Immediately after submitting, write down the topics and general approach of each coding problem you encountered while your memory is fresh. This information is valuable for your phone screen preparation since Amazon sometimes asks follow-up questions on assessment topics. Avoid immediately researching solutions online, as this creates anxiety without actionable benefit before you receive your result. Begin or continue your phone screen preparation by practicing spoken explanation of algorithmic solutions, since verbal communication is the primary new skill required for the next stage.

How does Amazon's SDE assessment compare to other FAANG assessments?

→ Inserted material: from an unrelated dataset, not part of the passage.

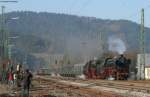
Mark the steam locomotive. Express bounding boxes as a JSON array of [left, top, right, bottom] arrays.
[[83, 55, 131, 80], [38, 55, 131, 80]]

Amazon's SDE assessment is broadly similar in format to Google's and Meta's online assessments, but with a distinctive work style survey component that other companies do not include. Google's assessments tend to emphasize mathematical reasoning and combinatorics more heavily. Meta's assessments focus strongly on dynamic programming. Amazon's coding problems are slightly more practical and less mathematically abstract than Google's, which many candidates find more intuitive. The Leadership Principles survey is unique to Amazon and requires specific preparation that does not transfer to other company assessments.